1.  Do a few Google searches and tell us what is correlation (5 lines max).

A correlation is indicative of the relationship between two variables; that is, a correlation coefficient tells us the extent to which and how variables move in relation to each other. The strength of a correlation statistic is expressed in a value ranging somewhere in between -1 to 1. It can also be understood as the line of best fit in relation to the relation of two variables — tells us the strength of the relation between two variables.

2.  Do a few Google searches and tell us what is covariance (5 lines max).

A covariance tells us how two random variables vary in relation to each other. In other words, it tells us about the movement between two variables and how a change in variable “x” affects variable “y”. Covariance statistic can range from (- ∞∞, + ∞∞). It can be understood as the linear relationship between two variables — tells us the direction (positive or negative) of the relation between two variables.

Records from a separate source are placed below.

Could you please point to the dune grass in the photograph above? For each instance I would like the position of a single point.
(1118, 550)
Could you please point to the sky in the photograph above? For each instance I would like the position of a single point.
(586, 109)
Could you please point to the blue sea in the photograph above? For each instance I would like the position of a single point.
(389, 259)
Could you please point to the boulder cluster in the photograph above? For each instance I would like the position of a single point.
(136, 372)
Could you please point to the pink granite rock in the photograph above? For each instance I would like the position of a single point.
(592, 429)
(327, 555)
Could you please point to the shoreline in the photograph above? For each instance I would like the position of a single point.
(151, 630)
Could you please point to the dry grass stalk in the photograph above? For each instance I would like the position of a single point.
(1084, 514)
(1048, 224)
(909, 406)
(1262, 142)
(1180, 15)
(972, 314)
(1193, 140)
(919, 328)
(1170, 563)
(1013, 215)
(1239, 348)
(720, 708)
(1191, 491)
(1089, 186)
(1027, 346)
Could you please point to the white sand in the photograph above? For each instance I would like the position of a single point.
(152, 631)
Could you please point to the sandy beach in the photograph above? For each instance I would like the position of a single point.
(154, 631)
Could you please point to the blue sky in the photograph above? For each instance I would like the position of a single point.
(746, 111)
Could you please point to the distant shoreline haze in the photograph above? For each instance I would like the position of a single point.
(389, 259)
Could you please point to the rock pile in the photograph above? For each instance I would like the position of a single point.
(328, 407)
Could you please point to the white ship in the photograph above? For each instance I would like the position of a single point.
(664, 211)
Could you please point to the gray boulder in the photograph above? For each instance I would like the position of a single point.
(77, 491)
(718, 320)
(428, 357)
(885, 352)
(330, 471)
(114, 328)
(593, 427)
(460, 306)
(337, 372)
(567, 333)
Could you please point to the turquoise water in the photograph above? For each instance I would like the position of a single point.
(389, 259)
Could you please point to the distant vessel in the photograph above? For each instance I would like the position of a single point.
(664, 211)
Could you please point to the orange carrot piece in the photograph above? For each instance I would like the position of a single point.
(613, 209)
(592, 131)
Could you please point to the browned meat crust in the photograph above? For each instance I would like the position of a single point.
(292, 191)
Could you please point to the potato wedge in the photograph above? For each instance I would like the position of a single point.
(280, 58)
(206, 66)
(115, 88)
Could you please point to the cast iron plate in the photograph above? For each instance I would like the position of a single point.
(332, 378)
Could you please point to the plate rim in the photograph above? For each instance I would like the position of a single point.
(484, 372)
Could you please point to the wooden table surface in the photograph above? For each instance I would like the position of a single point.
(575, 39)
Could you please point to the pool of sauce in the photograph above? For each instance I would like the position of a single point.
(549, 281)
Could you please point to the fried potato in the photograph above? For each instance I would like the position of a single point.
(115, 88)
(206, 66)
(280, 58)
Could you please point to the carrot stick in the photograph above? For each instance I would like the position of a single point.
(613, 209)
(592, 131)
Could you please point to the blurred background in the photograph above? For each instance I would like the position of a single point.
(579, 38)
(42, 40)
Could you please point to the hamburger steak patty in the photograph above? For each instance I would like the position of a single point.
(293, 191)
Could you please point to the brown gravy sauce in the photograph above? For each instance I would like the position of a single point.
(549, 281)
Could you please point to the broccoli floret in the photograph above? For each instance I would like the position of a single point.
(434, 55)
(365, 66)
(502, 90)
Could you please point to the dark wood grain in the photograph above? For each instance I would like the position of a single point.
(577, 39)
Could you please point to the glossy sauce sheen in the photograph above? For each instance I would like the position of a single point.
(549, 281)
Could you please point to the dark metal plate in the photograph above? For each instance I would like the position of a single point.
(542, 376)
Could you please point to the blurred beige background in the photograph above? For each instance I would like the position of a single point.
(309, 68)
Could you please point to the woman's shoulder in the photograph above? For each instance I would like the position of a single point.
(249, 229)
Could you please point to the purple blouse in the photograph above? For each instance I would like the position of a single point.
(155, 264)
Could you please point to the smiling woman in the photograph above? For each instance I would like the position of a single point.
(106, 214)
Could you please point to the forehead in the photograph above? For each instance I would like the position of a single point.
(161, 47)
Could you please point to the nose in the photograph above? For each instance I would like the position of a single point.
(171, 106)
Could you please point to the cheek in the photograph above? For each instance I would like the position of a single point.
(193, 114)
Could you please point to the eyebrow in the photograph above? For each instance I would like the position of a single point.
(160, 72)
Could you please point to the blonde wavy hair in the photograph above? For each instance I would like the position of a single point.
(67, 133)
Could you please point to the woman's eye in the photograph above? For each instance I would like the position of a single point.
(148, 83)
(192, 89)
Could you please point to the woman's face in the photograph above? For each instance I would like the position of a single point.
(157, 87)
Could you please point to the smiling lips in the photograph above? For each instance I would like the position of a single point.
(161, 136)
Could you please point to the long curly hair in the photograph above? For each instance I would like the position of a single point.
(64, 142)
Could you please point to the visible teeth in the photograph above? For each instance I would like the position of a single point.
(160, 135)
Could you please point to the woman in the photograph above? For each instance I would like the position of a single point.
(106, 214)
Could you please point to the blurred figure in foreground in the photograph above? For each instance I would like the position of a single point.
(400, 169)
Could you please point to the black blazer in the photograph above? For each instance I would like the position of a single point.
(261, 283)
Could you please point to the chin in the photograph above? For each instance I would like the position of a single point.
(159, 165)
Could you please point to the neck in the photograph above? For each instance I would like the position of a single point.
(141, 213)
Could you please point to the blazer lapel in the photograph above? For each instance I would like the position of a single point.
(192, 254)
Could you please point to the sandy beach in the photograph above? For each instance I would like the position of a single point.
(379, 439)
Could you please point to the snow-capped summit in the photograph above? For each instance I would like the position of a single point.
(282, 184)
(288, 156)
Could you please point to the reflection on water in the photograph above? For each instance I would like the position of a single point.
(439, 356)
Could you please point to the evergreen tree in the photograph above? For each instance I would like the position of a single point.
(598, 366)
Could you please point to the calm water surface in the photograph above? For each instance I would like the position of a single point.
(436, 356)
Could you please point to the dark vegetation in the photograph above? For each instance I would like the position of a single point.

3. Try merging any dataset that interests you based on the data dictionary (pay attention to the unique keys), and create a meaningful dataset (that have some interesting y (outcome) and an interesting x (independent variable). 

I’d like to look at the taxi trips that occurred in NYC over the years of 2018-2019. I selected 6 variables (see interest_variables) in code block below. For the sake of my computer’s memory storage, I will limit the number of observations to 100,000 observations from the original datasets.

df.2018 <- read.csv("/Users/jiwonban/ADEC7301/Week 7/2018_taxi_trips.csv", nrows=100000)
df.2019 <- read.csv("/Users/jiwonban/ADEC7301/Week 7/2019_taxi_trips.csv", nrows=100000)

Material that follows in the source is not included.